The production of X-ray images is a complex process that uses electromagnetic radiation. X-rays are high-frequency energy waves that penetrate through the body or the target organ and are either absorbed, reflected off, or traversed through the body. The X-ray tube, which produces the X-ray, is composed of a cathode and an anode. The cathode is a tungsten filament, which is heated during the process by electricity and ultimately produces electrons that travel through the tube to the target (anode). Once the high-speed electrons hit the target, producing X-rays in the form of photons.
A visible radiographic image is produced following processing of the latent or invisible image. Depending on the type of imaging system, acquiring, processing, and displaying of the image can vary significantly. However, the attributes of a quality radiographic image are similar regardless of the type of imaging system. This chapter focuses on how the image is formed and its quality after processing.
X-rays are primarily regulated by the kVp, mA setting, and exposure time. Image production can be individualized by manipulating these three factors to produce the best image. The kVp controls the energy and penetration quality of the X-ray, which is important when considering the patient's size, age, and amount of movement. The quality of the X-ray beam becomes enhanced by increasing the kVp. Contrast is also controlled by kVp by regulating the absorption of the X-ray beam. The mA setting controls the number of electrons emitted by monitoring the heating of the filament and thus controls the number of X-ray photons produced at the anode.
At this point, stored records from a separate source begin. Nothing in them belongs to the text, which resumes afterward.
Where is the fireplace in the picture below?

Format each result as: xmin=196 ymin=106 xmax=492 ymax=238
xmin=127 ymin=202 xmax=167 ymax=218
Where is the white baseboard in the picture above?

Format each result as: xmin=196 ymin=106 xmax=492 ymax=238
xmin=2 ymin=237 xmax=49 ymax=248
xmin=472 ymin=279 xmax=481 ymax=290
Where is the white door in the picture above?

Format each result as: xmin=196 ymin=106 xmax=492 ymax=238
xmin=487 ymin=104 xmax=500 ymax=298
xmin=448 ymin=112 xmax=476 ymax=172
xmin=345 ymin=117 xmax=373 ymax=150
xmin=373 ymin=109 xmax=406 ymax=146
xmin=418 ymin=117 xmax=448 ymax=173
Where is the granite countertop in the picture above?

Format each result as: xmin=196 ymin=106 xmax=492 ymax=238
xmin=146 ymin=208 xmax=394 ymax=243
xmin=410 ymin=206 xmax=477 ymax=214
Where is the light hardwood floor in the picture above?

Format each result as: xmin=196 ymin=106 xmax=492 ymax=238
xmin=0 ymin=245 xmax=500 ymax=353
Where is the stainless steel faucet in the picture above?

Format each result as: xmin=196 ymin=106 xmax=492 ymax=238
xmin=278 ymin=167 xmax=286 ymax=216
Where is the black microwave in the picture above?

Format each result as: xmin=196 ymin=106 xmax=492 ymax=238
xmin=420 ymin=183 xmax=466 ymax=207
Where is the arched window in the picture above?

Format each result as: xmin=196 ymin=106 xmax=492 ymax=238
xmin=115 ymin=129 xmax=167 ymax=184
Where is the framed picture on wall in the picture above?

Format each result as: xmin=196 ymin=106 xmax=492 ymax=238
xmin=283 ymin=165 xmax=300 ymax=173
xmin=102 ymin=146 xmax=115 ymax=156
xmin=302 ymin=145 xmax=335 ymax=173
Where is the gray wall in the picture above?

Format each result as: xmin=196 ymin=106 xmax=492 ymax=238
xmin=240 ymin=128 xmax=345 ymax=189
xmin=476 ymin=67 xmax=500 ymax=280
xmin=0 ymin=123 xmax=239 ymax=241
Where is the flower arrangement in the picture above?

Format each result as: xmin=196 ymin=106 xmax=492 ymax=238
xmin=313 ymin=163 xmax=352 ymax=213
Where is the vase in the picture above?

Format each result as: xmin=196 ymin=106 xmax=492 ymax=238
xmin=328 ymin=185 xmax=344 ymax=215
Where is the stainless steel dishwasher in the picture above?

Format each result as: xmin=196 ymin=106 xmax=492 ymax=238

Exposure time determines the number of X-rays. A longer exposure time increases the number of X-ray photons. Other factors that control x-ray quality or production include filtration, collimation, distance from the object or source, motion, and anatomy/pathology of the target organ or body.
Once the patient is positioned in the right spot with the anatomic target in place, X-rays pass through the body, and remnant rays strike the image receptor located behind the patient. The image receptor may be a charged electron device used in digital radiography, a photosensitive phosphor plate used in computed radiography, or a conventional film screen. In conventional radiography, X-rays pass through the body and hit a film screen receptor, a transparent film composed of a silver bromide crystal emulsion spread between polyester base sheets. Once it strikes the film, the crystals fluoresce and produce a latent image. A latent image needs further processing for it to be visible. Although it is invisible to the naked eye, it is now more sensitive to chemicals used to produce the image. After using these chemicals called developers, a process of fixation, washing, and drying takes place to create an image. In computed radiography, X-rays strike a photosensitive phosphor plate, and the resulting electrons in the phosphor particles are placed in a high-energy state, producing a latent image. The latent image is processed and scanned via lasers to develop a visible image. Digital radiography uses different chemical elements to interact with X-rays. The latent image is produced in the form of electric signals, which are directly transferred to a computer to create an image in real-time. Digital radiography is the latest advancement in image production and is currently preferable to other modalities due to its efficiency and improved quality.
Medical imaging is among the most valuable technological advancements in the field of medicine and has resulted in many improvements in the diagnosis and treatment of numerous medical conditions. Image production and evaluation have allowed healthcare professionals to efficiently recognize and assess emergent cases and have been a crucial tool in improving public health.
Examples include the use of mammography in breast cancer screening, radiography in the assessment of fractures or identifying pneumonia, ultrasound image guidance in treating tumors, and the use of multiple imaging modalities during procedures such as joint injections and in the insertion of stents, catheters, and other medical devices. Imaging aids in diagnosis and reduces the risk of unnecessary medical or surgical interventions. Medical professionals need to understand the risks and benefits of imaging and learn how to utilize imaging modalities properly. Understanding the mechanism behind image production and knowledge of the different components that affect image accuracy is crucial in optimizing image quality and providing the best care for patients.
Nursing, Allied Health, and Interprofessional Team Interventions
Understanding image production techniques and knowledge of image evaluation are crucial in proposing the appropriate diagnosis and treatment. Balancing the risks and benefits must always be done before imaging tests that utilize ionizing radiation.